The Code Breaker is Isaacson's biography of Jennifer Doudna, who shared a Nobel prize for chemistry in 2020. Unlike his previous biographies, Doudna is still alive when the book was published, so rather than a pure biography, the book actually includes much of the context of her research, as well as the role she played early on during the COVID19 pandemic.
The book does a good job of also providing a summary of the discovery of DNA, but I really enjoyed the "behind-the-scenes" look at how the research is done, including the incredibly vicious competition between various teams that raced to be first to a break through, complete with patent lawsuits, witnessed lab notebooks, and various backstabbing.
One interesting factor I enjoyed early on was when Doudna was trying to decide on her major in college:
She thought about changing her major to French. “I went to talk to my French teacher about that, and she asked what I was majoring in.” When Doudna replied that it was chemistry, the teacher told her to stick with it. “She was really insistent. She said ‘If you major in chemistry you’ll be able to do all sorts of things. If you major in French you will be able to be a French teacher.’ ” (kindle loc 519)
Far from being a linear career path as a researcher, we also saw various twists and turns Jennifer Doudna took, including a short stint at Genentech:
She returned to her Berkeley lab at the beginning of March, after only two months away. From this misstep, she became more aware of her passions and skills—and also her weaknesses. She liked being a research scientist in a lab. She was good at brainstorming with people she trusted. She was not good at navigating a corporate environment where the competition was for power and promotions rather than discoveries. “I didn’t have the right skill set or passions to work at a big company.” (kindle loc 1404)
The last third of the book was clearly rushed, and to be honest, the Moderna and Pfizer vaccine story, while depending on RNA (Doudna's major contribution), didn't directly depend or derive from her research, so there, the book feels a little more diffused. There's a major section on the ethics of germline genetic editing, but there I'm completely unmoved by Issacson's hand-wringing. To my mind, there is never any excuse to subject another human mind (especially one unformed and unable to choose) to the terrors and vagaries of mental illness, and eliminating genes for depression, bipolar disorder, and schizophrenia is so much a no-brainer that I naturally despise anyone who would declaim, "What about Van Gogh or Edgar Allen Poe," as if the artists were creative because of their illness, not despite it! Who knows if a non-mentally version of Van Gogh could have been even better, and seriously, who are you to determine whether someone else should suffer so you could have good art?!!
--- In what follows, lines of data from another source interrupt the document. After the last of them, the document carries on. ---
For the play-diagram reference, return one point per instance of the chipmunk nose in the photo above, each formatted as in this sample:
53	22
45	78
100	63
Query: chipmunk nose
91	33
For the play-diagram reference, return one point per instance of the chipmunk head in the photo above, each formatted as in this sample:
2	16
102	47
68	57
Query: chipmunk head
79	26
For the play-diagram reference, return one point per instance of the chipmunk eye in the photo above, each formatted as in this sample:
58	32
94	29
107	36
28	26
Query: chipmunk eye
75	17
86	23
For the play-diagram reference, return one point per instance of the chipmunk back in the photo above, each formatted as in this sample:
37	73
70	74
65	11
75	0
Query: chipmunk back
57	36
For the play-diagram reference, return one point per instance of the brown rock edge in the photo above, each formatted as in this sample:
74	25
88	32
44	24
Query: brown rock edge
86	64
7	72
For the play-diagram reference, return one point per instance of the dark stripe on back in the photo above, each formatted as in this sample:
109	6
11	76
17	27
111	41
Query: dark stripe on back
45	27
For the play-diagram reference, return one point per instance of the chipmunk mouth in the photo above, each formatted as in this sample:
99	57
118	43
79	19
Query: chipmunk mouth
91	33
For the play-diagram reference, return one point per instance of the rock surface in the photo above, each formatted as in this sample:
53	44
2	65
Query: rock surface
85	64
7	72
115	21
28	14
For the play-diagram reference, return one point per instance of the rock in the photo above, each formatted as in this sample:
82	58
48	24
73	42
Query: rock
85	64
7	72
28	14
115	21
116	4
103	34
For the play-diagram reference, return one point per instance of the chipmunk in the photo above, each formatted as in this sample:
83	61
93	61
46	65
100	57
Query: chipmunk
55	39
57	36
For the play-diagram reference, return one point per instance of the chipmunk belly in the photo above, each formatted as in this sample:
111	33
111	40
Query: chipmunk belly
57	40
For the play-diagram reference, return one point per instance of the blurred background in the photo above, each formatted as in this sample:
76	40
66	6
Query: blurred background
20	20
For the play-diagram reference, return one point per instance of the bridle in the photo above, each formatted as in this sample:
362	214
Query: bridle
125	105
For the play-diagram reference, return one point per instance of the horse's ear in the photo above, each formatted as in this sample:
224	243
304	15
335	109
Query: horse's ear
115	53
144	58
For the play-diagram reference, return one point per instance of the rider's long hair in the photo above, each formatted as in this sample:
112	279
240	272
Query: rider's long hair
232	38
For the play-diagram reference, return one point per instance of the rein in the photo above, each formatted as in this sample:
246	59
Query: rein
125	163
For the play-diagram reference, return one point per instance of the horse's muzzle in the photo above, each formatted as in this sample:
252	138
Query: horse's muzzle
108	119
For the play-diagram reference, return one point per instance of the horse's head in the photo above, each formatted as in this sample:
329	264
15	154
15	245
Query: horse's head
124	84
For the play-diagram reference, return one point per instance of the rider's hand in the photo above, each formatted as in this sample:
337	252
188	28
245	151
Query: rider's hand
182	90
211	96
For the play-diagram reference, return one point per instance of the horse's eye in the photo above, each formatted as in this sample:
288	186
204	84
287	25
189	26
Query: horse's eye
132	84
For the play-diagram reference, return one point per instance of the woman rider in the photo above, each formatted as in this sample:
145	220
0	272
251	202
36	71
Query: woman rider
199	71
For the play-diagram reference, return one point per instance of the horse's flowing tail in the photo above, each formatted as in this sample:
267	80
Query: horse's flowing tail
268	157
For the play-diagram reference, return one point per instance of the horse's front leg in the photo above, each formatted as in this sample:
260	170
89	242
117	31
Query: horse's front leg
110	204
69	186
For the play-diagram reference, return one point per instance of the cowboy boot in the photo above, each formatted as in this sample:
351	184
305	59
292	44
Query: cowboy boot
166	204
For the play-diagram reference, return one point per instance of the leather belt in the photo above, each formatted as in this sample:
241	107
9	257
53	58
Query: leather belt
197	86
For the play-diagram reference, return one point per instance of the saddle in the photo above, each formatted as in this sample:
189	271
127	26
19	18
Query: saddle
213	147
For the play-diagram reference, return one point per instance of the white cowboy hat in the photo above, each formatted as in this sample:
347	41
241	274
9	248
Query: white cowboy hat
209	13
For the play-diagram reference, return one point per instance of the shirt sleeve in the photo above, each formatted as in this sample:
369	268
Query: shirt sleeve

And here's the thing. That kind of hand-wringing never happens for physical disabilities. You never get someone saying of an athlete who overcomes say, asthma, "Oh, what if we cured asthma and lose those great athletes!" For some reason, people feel the need to demean artists and writers as though the only reason they can be great is because of a mental illness that nobody would ever ask for. The last year has definitely (for me at least) destroyed the respectability of medical ethicists. The kind of people who wring their hands over curing mental illness were also the same people who decreed that having lots of vaccine in Fresno sitting in freezers is better than putting doses in arms in Santa Clara. As far as I'm concerned, those people have no business making important decisions affecting human lives --- hire an engineer to do that job instead.
That kinda soured me on the book, but I would still recommend it for its great insight into the various teams racing for significant scientific breakthroughs, as well as a good explanation for what CRISPR is.